Verkehrsforscher Andreas Knie vergleicht im SWR Aktuell-Interview die Verkehrssituation vor und nach Corona. Er verrät, was sich verändert hat - und was sich noch ändern muss.
SWR Aktuell: Herr Knie, der Verkehr hat sich nach der Corona-Pandemie wieder normalisiert, der ADAC meldet aber weniger Staus - was steckt dahinter?
Andreas Knie: In der Tat haben wir immer noch nicht den Zustand, wie wir ihn vor Corona hatten. Das gilt für alle Verkehrsträger, also für den Flieger, für die Schiffe, aber auch für den ÖPNV und für die Autos. Wir gehen davon aus, das momentan etwa 80 Prozent des Volumens erreicht sind. Und wir werden möglicherweise nie wieder das alte Vor-Corona-Niveau zurückbekommen, denn wir haben uns während der Pandemie so nachhaltig verändert, dass wir wahrscheinlich mit weniger Verkehr auskommen.
SWR Aktuell: Und da ist der Punkt wahrscheinlich das Home Office ...
Andreas Knie: Genau. Das spricht jedenfalls für gut ein Drittel der Beschäftigten - Tendenz eher steigend und das quer durch alle Branchen. Gerade die Pendler im Südwesten, die eher dörflich wohnen und dummerweise mit dem Auto in die Stadt zum Arbeiten müssen. Diese Wege werden jetzt weniger, und damit werden wir möglicherweise auch dauerhaft weniger Verkehr auf den Straßen haben.

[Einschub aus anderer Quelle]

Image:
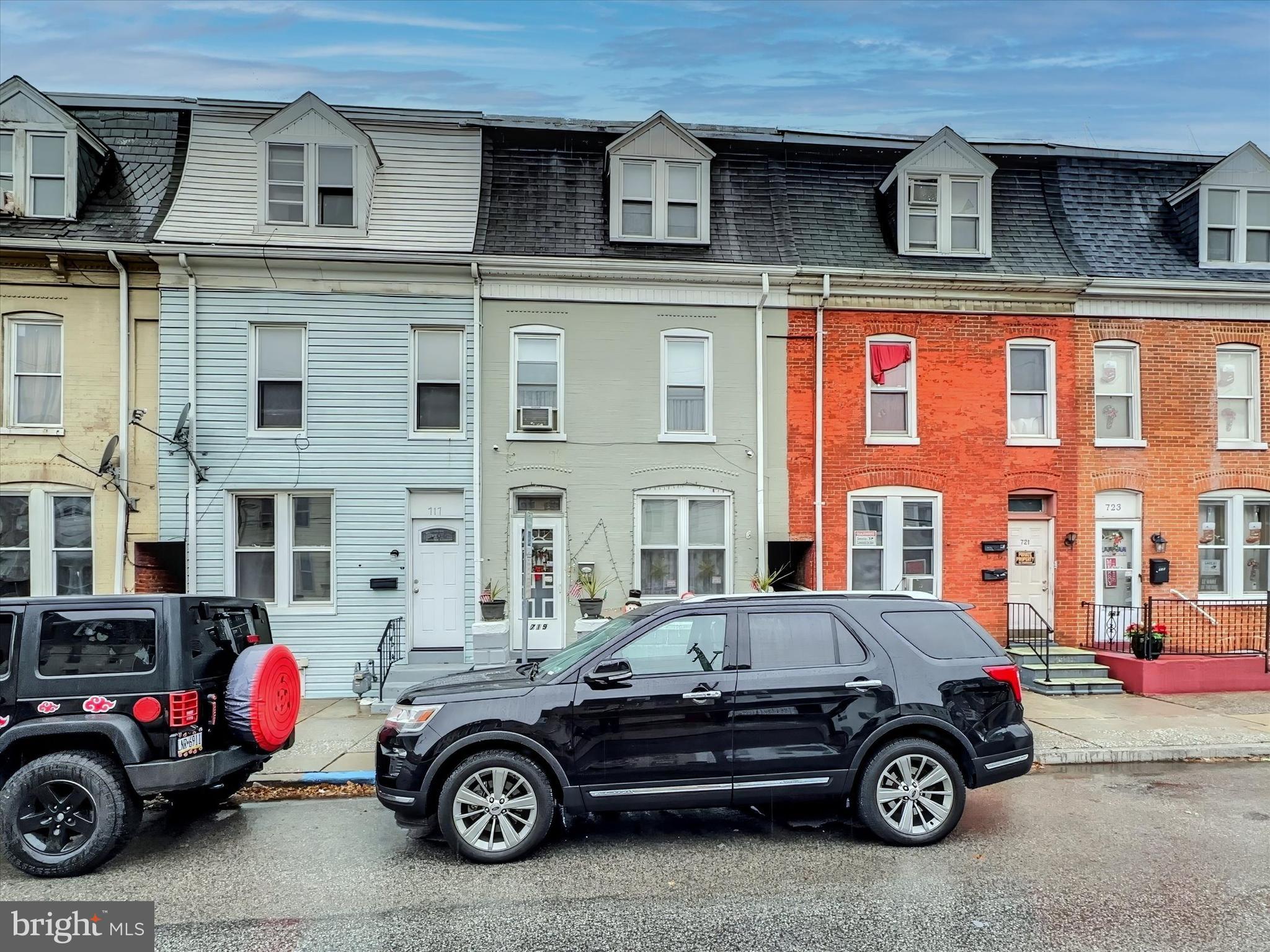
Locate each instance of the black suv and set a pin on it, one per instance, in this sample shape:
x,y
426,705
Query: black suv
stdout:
x,y
110,698
890,705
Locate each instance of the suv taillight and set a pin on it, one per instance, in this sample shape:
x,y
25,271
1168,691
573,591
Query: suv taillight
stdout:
x,y
1008,673
182,709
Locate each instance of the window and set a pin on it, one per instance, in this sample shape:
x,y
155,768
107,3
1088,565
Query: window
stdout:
x,y
536,384
1238,398
683,545
91,644
1117,409
1233,543
894,540
288,561
438,381
678,646
35,372
1236,226
1030,383
890,394
686,370
280,377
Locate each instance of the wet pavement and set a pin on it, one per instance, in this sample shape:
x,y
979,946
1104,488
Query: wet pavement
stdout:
x,y
1146,857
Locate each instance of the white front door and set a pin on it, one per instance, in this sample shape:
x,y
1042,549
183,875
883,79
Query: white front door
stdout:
x,y
437,583
546,583
1029,566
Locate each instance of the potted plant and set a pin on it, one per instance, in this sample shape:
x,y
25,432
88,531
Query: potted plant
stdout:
x,y
1147,645
493,606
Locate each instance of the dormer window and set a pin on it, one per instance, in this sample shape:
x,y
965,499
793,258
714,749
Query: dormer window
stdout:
x,y
944,198
659,184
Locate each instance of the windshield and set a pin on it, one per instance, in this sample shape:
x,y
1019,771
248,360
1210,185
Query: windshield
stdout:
x,y
610,630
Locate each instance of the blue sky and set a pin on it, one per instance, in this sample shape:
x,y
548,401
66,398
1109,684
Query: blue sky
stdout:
x,y
1150,75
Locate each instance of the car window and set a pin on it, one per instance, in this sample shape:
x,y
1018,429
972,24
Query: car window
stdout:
x,y
941,634
801,640
78,644
678,646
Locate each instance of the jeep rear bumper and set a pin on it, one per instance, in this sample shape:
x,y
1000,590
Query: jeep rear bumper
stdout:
x,y
191,772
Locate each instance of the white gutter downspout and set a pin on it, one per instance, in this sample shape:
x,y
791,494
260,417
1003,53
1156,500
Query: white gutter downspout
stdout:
x,y
760,452
192,396
477,445
819,434
121,520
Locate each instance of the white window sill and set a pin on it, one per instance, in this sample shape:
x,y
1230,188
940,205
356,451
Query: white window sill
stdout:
x,y
685,438
1119,442
32,430
893,441
536,437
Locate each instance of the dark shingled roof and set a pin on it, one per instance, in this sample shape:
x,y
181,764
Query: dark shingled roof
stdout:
x,y
138,180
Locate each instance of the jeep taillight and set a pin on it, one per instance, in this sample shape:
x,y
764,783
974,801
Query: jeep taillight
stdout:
x,y
182,709
1008,673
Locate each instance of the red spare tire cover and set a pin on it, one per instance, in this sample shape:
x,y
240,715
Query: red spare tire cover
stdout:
x,y
262,700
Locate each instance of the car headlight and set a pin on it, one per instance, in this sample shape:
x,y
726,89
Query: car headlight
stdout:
x,y
411,719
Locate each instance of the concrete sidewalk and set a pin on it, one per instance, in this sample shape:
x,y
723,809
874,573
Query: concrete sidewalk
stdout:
x,y
335,738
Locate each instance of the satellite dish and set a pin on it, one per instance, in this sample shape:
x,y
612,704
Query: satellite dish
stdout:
x,y
179,433
109,455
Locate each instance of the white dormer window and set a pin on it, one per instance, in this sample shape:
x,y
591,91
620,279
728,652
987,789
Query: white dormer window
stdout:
x,y
659,184
944,198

SWR Aktuell: Staus haben wir aber weiterhin, vor allem in Nordrhein-Westfalen, Bayern und gerade auch in Baden-Württemberg. Diese Staupunkte, die wir immer wieder in den Verkehrsnachrichten hören, A5 und A8, werden die trotzdem bleiben?
Andreas Knie: Also der Verkehr ist ja nicht verschwunden. Wir werden allerdings weniger Stau bekommen, weil die Peaks, also wenn alle unterwegs sind, sich abmildern. Denn wir werden individualisierter unterwegs sein. Das heißt, wir werden nicht nur weniger Verkehr haben, sondern er wird sich auch gleichmäßiger verteilen.

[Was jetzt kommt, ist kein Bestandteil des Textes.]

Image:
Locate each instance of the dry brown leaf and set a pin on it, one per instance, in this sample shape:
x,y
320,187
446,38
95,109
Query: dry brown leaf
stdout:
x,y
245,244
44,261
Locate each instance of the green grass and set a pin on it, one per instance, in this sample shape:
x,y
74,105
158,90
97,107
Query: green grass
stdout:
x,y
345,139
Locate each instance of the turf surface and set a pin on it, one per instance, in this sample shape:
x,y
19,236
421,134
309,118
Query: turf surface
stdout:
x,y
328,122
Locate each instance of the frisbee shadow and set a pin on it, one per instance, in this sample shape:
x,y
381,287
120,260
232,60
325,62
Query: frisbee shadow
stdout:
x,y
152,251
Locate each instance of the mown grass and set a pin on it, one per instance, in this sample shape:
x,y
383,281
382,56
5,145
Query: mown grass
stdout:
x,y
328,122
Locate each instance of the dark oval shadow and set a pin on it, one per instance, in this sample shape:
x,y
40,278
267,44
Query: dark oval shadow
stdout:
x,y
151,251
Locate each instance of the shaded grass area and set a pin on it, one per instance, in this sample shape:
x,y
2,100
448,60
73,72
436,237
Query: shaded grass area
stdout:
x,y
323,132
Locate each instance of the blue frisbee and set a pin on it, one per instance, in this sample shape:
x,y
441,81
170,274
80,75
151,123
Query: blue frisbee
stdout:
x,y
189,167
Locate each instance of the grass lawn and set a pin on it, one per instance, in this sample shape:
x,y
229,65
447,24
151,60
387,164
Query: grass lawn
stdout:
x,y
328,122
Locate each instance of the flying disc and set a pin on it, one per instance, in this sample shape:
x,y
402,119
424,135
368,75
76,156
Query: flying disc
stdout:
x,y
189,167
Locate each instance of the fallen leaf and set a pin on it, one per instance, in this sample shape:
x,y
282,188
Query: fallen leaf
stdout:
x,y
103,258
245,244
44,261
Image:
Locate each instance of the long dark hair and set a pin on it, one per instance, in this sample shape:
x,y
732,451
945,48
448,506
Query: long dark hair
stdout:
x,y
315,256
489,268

Aber zur Wahrheit gehört auch, dass unsere Infrastruktur kaputt geht. Viele Autobahnen sind sehr überlastet, und der Schwerlastverkehr der Lkws macht Straßen und vor allem die Brücken kaputt.
Und die werden jetzt gerade repariert. Deshalb ist das Volumen momentan eingeschränkt. Vielleicht sollte man sich doch eher auf die Reparatur konzentrieren und den Neubau von Straßen, der immer wieder diskutiert wird, zumindest einmal vorübergehend einstellen.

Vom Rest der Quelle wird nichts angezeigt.